Pasalnya, menurut Otto, pembunuhan berencana itu jelas ada niat sebelumnya dari pelaku untuk membunuh korban.
"Nah tapi kan ini faktanya tidak kenal, seandainya kenal tidak ada peristiwa yang membuktikan bahwa mereka itu berkomunikasi."
"Atau upaya yang dilakukannya agar si laki-laki begal ini datang ke sana," paparnya.
Otto lantas menyebutkan beberapa kejanggalan penanganan dalam kasus pidana yang mengakibatkan ZA terancam hukuman seumur hidup ini.
"Jadi bagaimana bisa ada perencanaan yang dilakukan itu pertama."
"Kedua pisau juga harus dipersiapkan untuk apa, ternyata untuk perangkat dia ke sekolah."

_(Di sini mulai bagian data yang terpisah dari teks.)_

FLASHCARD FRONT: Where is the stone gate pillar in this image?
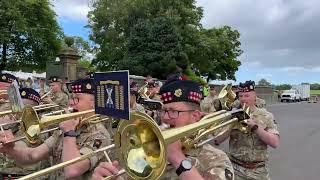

"Ketiga harus diingat pembelaam terpaksa itu ada di pasal 49 tapi jangan hanya itu ayat 2 nya harus dilihat seseorang yang melakukan pembelaan terpaksa yang melebihi batas, yang melebihi batas pun itu tidak bisa dihukum," kata Otto.
Otto menuturkan, apa yang dilakukan ZA merupakan bentuk dari guncangan jiwanya karena memperoleh ancaman dari si begal.
Ancaman tersebut berupa ancaman kesusilaan terhadap pacar ZA.
"Ancaman itu tidak harus fisik, tidak harus tikaman, 'pacarmu saya pakai tiga menit, itu udah ancaman kesusilaan."
"Yang oleh pasal 49 ayat 2 dikatakan itu tidak dapat dipidana," jelas Otto.
Otto pun menegaskan, bahwa tuntutan jaksa terhadap ZA berlebihan.
"Jadi menurut saya dakwaan jaksa ini sangat-sangat berlebihan," tegasnya.
Sebelumnya, kasus ZA terjadi pada 8 September 2019, di area tebu Desa Gondanglegi Kulon, Kecamatan Gondanglegi, Kabupaten Malang.
Saat sedang bersama sang pacar, ZA didatangi oleh Misnan dan dua orang temannya.
Misnan bermaksud hendak membegal ZA dan melontarkan ucapan akan menggilir pacar ZA berinisial V.
Atas kejadian itu, ZA lantas membela diri dan menusukkan pisau ke dada Misnan.